Structure and Magnetic Properties of Cr2O3/CrO2 Nanoparticles Prepared by Reactive Laser Ablation and Oxidation under High Pressure of Oxygen

Cr2O3 nanoparticles were prepared via one-step reactive laser ablation of Cr in oxygen. The metastable CrO2 phase was obtained through the subsequent oxidation of Cr2O3 nanoparticles under O-2 with gas pressures of up to 40 MPa. The as-prepared Cr2O3 nanoparticles are spherical or rectangular in shape with sizes ranging from 20 nm to 50 nm. High oxygen pressure annealing is effective in producing meta-stable CrO2 from as-dried Cr2O3 nanoparticles, and the Cr2O3 nanoparticles exhibit a weak ferromagnetic behavior with an exchange bias of up to 11 mT that can be ascribed to the interfacial exchange coupling between uncompensated surface spins and the antiferromagnetic core.

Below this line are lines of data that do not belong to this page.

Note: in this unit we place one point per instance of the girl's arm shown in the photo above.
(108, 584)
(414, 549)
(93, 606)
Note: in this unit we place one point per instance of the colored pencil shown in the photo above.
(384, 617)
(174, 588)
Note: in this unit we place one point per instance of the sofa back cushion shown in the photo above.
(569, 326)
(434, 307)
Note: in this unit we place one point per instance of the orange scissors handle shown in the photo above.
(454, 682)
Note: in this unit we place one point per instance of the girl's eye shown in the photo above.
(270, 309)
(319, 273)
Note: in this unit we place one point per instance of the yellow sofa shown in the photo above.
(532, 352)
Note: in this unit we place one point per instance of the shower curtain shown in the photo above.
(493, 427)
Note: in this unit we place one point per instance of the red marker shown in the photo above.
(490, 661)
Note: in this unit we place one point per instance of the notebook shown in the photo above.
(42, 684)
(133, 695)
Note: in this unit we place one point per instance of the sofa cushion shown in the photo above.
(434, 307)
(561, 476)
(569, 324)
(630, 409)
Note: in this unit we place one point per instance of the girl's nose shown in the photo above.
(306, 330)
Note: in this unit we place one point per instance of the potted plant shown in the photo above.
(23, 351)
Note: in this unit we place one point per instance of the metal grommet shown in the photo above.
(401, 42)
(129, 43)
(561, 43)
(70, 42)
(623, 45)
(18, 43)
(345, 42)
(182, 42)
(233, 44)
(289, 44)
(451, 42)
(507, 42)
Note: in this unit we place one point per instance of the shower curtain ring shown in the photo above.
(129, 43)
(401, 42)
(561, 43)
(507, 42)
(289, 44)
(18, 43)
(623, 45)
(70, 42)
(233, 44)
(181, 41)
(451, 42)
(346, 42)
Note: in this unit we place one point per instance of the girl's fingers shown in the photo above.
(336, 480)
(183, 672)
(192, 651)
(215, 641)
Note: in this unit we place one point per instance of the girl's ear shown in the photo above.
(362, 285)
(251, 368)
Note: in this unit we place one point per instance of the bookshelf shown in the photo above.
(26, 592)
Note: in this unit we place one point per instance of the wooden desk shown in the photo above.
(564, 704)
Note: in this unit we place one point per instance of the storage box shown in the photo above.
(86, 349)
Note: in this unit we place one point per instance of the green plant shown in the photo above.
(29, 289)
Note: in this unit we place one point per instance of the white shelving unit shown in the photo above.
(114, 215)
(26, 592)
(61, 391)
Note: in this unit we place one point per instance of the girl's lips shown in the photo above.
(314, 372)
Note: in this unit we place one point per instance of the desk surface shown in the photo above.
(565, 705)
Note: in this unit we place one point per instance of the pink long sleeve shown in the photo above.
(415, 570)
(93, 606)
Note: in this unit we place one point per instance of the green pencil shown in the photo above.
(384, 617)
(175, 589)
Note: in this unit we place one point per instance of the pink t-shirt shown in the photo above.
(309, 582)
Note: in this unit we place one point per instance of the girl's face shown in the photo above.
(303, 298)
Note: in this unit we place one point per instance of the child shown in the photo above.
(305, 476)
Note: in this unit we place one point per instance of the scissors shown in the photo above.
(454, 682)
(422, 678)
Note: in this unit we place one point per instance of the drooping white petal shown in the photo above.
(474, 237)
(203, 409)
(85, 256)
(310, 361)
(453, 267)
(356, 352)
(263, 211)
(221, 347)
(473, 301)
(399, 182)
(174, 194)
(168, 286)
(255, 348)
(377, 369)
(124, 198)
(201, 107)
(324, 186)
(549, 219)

The Cr2O3/CrO2 nanoparticles exhibit an enhanced saturation magnetization and a reduced exchange bias with an increasing faction of CrO2 due to the elimination of uncompensated surface spins over the Cr2O3 nanoparticles when exposed to a high pressure of O-2 and/or possible phase segregation that results in a smaller grain size for both Cr2O3 and CrO2.